One of the drawbacks of CBA* is that is keeps searching over problematic areas of the state space. For example, even if one of the states at the higher depth levels contains a premise that is logically impossible, the children of that node will still be added to the queue and expanded. This creates additional expansions that are not needed. To address the issue of searching spaces that we don't need to, we can apply a pruning strategy to CBA* to imrpove the computational processing time.
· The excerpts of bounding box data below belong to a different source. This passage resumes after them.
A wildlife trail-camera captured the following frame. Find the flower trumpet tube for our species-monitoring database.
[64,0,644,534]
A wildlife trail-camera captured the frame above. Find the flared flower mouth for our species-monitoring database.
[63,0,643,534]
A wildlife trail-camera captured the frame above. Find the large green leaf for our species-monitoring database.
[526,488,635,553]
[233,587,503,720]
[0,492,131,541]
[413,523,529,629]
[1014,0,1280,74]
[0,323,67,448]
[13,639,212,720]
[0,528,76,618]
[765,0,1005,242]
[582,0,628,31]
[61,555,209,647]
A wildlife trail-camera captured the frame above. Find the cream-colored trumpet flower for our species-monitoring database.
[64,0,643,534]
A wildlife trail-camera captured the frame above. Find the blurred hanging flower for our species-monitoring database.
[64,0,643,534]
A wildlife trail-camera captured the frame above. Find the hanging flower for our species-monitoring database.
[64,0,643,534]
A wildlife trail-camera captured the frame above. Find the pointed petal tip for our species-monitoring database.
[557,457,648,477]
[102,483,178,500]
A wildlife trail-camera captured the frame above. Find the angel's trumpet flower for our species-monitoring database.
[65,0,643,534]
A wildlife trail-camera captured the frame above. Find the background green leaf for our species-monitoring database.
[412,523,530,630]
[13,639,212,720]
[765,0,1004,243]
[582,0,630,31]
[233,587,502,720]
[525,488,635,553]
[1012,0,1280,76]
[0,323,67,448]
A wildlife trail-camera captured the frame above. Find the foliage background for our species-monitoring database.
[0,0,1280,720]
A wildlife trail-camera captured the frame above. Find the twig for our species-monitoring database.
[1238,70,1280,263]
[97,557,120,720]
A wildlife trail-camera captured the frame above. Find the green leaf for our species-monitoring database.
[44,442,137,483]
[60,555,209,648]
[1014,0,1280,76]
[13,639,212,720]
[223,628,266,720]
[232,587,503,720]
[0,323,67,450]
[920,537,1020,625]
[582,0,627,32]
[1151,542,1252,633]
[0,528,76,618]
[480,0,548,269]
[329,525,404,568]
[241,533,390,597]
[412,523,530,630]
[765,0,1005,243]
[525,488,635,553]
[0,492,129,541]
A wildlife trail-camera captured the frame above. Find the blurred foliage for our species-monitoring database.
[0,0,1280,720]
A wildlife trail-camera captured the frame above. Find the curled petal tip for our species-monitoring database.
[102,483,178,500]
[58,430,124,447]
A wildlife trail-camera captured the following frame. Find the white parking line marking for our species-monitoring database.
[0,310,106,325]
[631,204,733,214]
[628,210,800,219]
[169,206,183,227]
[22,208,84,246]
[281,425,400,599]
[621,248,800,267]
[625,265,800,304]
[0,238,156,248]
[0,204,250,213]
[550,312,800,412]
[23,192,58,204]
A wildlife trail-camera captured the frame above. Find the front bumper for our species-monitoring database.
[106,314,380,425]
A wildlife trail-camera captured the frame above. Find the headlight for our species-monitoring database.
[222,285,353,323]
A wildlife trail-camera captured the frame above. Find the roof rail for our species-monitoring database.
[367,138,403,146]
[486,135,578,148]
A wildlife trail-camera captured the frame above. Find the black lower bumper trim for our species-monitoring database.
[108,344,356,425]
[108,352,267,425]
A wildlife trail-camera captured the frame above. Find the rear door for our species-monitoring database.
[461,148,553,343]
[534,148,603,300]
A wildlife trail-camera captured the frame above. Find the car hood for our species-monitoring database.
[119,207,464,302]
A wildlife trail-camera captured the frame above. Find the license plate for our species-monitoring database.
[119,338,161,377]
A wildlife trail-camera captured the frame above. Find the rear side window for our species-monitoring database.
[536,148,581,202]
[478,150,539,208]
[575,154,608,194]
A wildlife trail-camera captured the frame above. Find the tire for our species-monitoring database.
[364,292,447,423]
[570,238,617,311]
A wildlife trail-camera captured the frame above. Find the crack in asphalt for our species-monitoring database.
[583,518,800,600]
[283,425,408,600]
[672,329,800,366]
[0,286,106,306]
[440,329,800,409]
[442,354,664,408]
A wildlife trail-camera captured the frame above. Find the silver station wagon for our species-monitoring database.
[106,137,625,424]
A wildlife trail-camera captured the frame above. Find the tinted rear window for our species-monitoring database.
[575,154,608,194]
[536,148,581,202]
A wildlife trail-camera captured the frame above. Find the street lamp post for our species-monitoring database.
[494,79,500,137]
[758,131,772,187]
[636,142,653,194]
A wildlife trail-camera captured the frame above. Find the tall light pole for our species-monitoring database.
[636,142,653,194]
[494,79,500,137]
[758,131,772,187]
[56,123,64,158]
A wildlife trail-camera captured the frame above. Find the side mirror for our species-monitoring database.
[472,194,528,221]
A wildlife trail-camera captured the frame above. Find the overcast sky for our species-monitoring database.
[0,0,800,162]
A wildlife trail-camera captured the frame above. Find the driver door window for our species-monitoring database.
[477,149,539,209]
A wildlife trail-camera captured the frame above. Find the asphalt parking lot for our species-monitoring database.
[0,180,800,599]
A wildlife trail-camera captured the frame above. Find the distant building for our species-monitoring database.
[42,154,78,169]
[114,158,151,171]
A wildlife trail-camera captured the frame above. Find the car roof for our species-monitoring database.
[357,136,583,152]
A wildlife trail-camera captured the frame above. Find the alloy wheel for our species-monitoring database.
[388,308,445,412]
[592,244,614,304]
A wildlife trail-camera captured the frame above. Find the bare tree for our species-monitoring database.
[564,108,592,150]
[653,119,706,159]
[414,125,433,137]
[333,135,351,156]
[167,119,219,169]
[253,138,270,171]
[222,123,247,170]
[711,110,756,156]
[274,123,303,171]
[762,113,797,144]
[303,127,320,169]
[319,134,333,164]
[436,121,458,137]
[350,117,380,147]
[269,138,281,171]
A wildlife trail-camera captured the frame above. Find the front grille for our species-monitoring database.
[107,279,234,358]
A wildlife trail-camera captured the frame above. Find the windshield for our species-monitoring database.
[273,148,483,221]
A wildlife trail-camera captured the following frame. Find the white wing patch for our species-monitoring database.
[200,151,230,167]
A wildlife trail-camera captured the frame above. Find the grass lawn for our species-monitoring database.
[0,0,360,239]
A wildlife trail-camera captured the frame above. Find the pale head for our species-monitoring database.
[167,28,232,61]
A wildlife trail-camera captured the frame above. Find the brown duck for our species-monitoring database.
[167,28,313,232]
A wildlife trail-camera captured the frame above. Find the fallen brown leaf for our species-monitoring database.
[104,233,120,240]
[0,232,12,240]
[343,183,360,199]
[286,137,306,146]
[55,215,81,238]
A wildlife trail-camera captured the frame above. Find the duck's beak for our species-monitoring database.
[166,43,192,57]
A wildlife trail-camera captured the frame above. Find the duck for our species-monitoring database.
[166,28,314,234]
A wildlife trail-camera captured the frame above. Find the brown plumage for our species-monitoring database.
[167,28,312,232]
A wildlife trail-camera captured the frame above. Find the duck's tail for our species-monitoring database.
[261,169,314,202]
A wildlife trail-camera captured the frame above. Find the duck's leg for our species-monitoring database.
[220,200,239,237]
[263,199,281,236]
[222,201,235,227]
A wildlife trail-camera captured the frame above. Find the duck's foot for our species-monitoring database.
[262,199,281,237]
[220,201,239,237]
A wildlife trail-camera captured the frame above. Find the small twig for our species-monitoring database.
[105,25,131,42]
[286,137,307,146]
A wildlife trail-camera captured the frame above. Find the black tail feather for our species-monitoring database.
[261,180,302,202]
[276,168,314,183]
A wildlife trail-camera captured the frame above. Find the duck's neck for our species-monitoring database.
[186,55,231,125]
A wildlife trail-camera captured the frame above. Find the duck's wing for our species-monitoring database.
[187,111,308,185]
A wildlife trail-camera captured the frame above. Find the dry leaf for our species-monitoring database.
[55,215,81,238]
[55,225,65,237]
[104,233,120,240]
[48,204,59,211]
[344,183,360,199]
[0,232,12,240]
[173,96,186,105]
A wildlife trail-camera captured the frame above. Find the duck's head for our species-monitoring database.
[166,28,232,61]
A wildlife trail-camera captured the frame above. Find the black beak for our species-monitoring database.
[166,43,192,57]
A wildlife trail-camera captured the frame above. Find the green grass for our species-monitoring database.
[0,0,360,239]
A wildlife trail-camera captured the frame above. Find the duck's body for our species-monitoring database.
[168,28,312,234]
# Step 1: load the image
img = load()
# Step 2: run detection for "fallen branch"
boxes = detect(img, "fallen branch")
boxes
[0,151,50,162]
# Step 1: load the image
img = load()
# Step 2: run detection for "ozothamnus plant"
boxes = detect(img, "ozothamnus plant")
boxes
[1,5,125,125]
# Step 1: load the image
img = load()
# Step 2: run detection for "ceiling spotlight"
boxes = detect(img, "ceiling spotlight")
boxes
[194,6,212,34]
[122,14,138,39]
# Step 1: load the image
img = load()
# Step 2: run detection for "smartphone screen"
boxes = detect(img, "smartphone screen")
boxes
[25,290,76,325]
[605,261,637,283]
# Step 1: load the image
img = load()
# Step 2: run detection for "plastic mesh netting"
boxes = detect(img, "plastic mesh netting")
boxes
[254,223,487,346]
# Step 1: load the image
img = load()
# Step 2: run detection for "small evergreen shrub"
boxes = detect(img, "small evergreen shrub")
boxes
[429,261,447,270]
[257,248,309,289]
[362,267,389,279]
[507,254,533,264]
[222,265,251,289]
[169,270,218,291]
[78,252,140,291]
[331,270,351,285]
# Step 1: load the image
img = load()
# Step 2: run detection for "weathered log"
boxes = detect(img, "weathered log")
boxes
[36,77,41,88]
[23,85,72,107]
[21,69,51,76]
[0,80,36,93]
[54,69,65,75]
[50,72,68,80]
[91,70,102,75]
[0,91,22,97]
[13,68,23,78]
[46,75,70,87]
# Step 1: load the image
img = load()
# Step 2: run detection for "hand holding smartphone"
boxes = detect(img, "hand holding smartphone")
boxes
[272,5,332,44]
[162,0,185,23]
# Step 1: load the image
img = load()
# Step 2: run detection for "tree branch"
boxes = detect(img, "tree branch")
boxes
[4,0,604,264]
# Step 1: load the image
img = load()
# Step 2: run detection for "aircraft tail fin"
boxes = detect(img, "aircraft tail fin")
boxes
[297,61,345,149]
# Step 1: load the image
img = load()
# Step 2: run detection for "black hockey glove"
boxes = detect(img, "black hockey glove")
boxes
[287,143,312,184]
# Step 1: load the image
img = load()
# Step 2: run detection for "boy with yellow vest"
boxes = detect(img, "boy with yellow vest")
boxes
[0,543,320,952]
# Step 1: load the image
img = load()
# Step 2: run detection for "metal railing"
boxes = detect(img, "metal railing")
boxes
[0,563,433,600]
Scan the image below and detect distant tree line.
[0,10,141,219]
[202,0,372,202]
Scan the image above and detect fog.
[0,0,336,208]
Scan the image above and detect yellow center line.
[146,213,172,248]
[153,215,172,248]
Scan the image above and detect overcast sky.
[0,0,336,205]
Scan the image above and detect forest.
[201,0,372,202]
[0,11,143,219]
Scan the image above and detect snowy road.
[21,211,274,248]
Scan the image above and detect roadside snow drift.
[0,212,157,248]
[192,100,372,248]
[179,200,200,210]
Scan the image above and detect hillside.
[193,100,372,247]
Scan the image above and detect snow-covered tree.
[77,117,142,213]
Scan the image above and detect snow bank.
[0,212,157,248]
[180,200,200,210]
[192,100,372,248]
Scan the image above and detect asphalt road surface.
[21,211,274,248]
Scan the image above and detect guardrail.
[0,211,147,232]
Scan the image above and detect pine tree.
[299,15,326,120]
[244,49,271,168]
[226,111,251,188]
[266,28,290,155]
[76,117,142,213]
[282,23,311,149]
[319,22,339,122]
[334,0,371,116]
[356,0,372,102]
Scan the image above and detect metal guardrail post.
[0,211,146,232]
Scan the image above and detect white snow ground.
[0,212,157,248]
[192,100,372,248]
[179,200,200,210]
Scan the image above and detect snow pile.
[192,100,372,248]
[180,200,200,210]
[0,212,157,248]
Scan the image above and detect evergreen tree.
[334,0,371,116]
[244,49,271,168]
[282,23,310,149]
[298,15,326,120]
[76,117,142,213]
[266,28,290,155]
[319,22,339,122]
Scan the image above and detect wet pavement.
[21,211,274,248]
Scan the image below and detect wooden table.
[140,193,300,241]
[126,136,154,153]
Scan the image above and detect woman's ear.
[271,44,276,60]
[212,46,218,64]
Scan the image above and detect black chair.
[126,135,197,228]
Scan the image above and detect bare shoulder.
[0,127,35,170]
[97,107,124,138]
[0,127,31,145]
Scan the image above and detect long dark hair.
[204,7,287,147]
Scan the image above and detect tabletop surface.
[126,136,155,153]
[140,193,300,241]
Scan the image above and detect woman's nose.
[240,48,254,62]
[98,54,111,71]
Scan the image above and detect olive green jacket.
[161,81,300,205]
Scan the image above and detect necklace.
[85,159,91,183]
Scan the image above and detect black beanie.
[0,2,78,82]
# Conflict-Directed A* Search 

Conflicts refer to a partial set of assignments to decision variables which cannot all be true at once. To identify a conflict, we modify the consistent function that was written above.

In [None]:
def consistent_conflicts(assignment,gamma):
    
    
    #is concsistent is a boolean, and conflict is the conflict
    
    # for each assignment ci, for ci in constitutent_kernel, if its self-consistent
    return (is_consistent,conflict)

Combining it all together, Conflict directed A* is shown in the algorithm below

In [None]:
def cda_start()
    queue=[]
    rho=[] # list of conflicts
    expanded_list=[]
    
    while queue !empty:
        assignment=queue.pop() ## takes first element from assignment
        expanded_list.append(assignment)
        if assignment is full assignment to decision:# (i.e. if assignment matches teh goal)
            is_consistent, conflict = consistent(assignment)
            if is_consistent:
                return assignment
            else
                rho.add(conflict)
                new_queue =search_queue_for_conflict(queue,conflict)
        else:
            if assignment fixes rho
                xi=decision variable not assigned in assignment
                neighbors=split_on_variable(assignment,xi)
            else if assignment doesnt resolve conflict in rho:
                neighbors = consistent conflicts(assignment,gamma)
                for each in neighbors:
                    if not in expanded_list:
                        queue.add(each)
                        
    #if the code gets here, then its looked through everything but couldnt find it           
    return no solution

In [None]:
def search_queue_for_conflict(queue,conflict)

    return queue

**Result:** The outcome of the CDA* search is the best possible diagnoses for what caused the system, based on what is defined as a consistent result. The CDA* search process is more computationally effective than alternatives like the former simple search or CBA*.